One of the high points for my trip to CES this year was finding the DaSung E-ink monitor hidden in the back of the E-ink booth, and the other high point for this trip was _finally_ finding the Netronix booth and getting some one on one time with their latest prototypes.
The above picture shows netronix’s 13.3″ prototype with my 8″ InkPad in front so you can see the difference in screen size.
Anyone who follows ereader news for long enough can tell you that Netronix is an old hand in the industry. They’ve been designing and building ereaders for years, and past and current partners include Kobo, B&N, Bookeen, and others.
Netronix was at CES 2015 to show off a couple new prototypes. They had a 13.3″ ereader and a 6.8″ ereader. Aside from the screen sizes, they had largely the same specs. Both ran Android 4.0.4 on a Freescale chip, and they had identical touchscreen tech: an IR touchscreen plus a stylus-friendly digitizer touchscreen. (For reference, the Sony Digital Paper DPT-S1 has a similar dual touchscreen.)
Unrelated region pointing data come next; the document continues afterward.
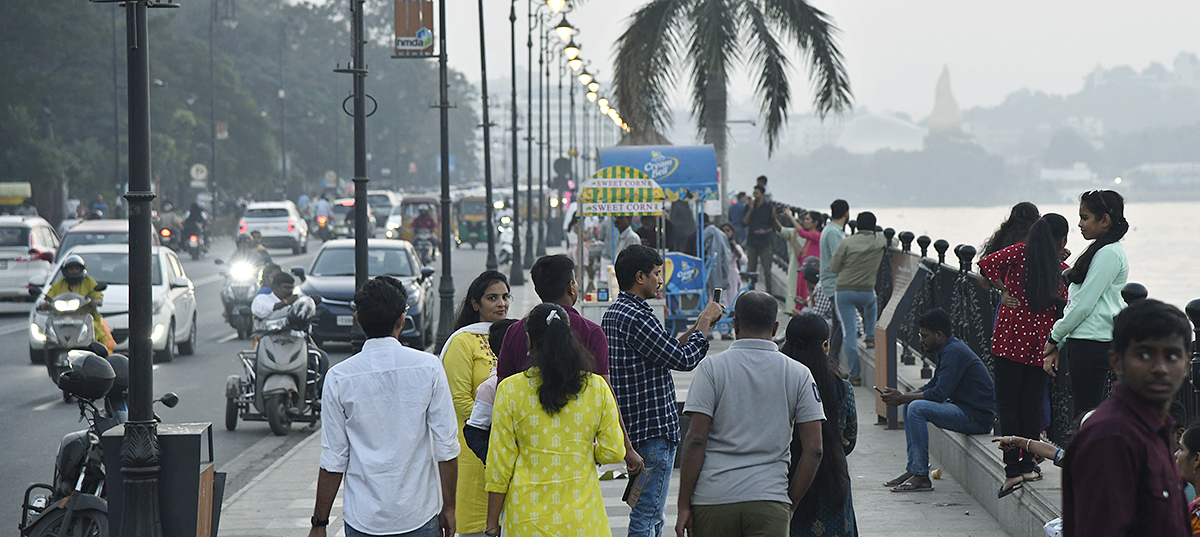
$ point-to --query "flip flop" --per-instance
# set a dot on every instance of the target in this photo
(899, 481)
(910, 487)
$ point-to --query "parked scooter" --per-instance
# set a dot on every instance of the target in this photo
(75, 504)
(283, 373)
(239, 291)
(67, 327)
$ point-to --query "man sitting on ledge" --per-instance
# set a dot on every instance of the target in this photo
(959, 398)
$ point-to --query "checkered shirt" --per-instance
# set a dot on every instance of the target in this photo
(641, 356)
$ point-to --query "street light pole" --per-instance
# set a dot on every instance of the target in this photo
(516, 275)
(490, 219)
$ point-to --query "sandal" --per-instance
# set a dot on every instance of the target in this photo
(899, 481)
(912, 487)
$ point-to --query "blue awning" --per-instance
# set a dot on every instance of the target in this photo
(679, 170)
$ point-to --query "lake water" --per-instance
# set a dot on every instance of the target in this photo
(1163, 243)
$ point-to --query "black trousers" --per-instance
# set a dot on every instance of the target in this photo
(1019, 392)
(1089, 364)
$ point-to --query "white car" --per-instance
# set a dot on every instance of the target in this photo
(174, 301)
(280, 223)
(27, 253)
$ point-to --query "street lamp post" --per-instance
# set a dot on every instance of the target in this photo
(516, 273)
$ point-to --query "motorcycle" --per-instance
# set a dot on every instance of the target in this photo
(426, 245)
(237, 295)
(283, 373)
(67, 327)
(76, 504)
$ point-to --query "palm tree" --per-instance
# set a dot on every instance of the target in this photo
(713, 36)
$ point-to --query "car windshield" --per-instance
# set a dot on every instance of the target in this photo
(274, 212)
(78, 239)
(381, 261)
(113, 267)
(15, 236)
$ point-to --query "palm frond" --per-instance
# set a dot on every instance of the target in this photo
(772, 85)
(713, 48)
(816, 36)
(642, 71)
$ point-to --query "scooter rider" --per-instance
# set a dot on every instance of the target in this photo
(76, 279)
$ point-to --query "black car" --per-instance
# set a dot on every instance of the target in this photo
(331, 278)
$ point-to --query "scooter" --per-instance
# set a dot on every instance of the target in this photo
(67, 327)
(237, 295)
(76, 501)
(283, 373)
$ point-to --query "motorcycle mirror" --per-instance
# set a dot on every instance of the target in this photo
(168, 399)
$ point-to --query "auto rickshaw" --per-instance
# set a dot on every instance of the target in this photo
(472, 216)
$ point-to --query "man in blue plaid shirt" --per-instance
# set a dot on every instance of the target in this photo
(641, 356)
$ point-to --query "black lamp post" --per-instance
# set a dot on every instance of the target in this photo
(516, 275)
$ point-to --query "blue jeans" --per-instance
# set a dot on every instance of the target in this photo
(943, 415)
(847, 303)
(431, 529)
(646, 519)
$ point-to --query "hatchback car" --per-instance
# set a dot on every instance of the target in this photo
(331, 278)
(174, 300)
(27, 253)
(280, 223)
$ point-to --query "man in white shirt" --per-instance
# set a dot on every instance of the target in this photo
(389, 428)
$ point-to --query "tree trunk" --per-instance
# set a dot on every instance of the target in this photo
(715, 130)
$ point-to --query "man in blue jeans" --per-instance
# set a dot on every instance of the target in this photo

Update: There’s conflicting info on the touchscreens; I was told that there was an IR touchscreen, while Charbax was told that it was a capacitive touchscreen.
Both devices were also missing a silo for the stylus, which I see as a serious defect.
I found the Netronix booth via Charbax, who shot this video:
As you can see in the video, Charbax focuses on just the larger of the two devices. That’s okay; I got to play with them both.
The 13.3″ device has the same screen resolution as on the DPT-S1 (1,600 x 1,200). I’m told it is very much a prototype, and that it was assembled only last week. At 300 grams, it was surprisingly light.
Because Charbax focused on the larger unit in the video, I didn’t take very many photos.
The 6.8″ unit was also surprisingly light. As you can see in the photos at the end of the post, the smaller model bears a striking resemblance to the Kobo Aura H2O, only without the waterproofing and with a second touchscreen tech, Android 4.0.4, Google Play, and the stock apps (all of the apps were unfortunately inaccessible).
The accessible software included just a couple sketchpad apps, the reading app, and the settings menu. It was pretty basic. I thought the devices were a lot of fun to play with. I liked having two touchscreen options, although I am still bothered by the lack of a silo.
And BTW, I actually have quite a few photos of the settings menus; I’m not going to upload them right away (my mobile data plan isn’t very fast). Remind me later and I’ll get to it.